Living in Alberta, I do not get to photograph seals very often. When I spent a couple of days in the Khutzeymateen, Harbour seals (Phoca vitulina) were often nearby and I was really taken by their curiosity and the challenge of getting good images of them. Some seals I’ve been around will lounge close-by but not do too much. These ones were wary but it seemed like their interest in seeing who was about and what we were up to drew them in. When I say nearby usually that meant no closer than a hundred metres or so – long lenses were quite handy here.
The challenge came that the seals in the inlet would usually pop their heads out for a second and then submerge again only to resurface in a different spot. While waiting for bears, it became a game trying to anticipate where these creatures would come up next. Usually, I would see them a long ways off and then they would go under and come up a few seconds later much further away.

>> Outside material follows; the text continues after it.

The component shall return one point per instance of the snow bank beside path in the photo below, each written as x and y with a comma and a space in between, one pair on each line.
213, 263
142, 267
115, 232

A notable exception to this behaviour was when they would float upside down at the surface!
It was a strange sight and I was glad that our captain had an explanation for this behaviour: they watch the fish from the high vantage point. Remaining pretty motionless, the fish come pretty close and the seals can then lunge after them. It would be incredible to be underwater and photograph that action. Maybe next year!
When I returned to Prince Rupert I was eating lunch on the deck of a restaurant, Breakers Pub (great food and friendly staff), when a couple of seals swam into the marina. The deck is perched on the rocks above the marina so I had a great view of them swimming around. It was the first time that trip that I was able to see and photograph their entire body. The light was a bit harsh but a polarizer cut the reflection off the water. I was told by our waitress that these three seals had been frequent visitors to the marina for a couple of months so they didn’t duck and surface like their cousins in the Khutzeymateen.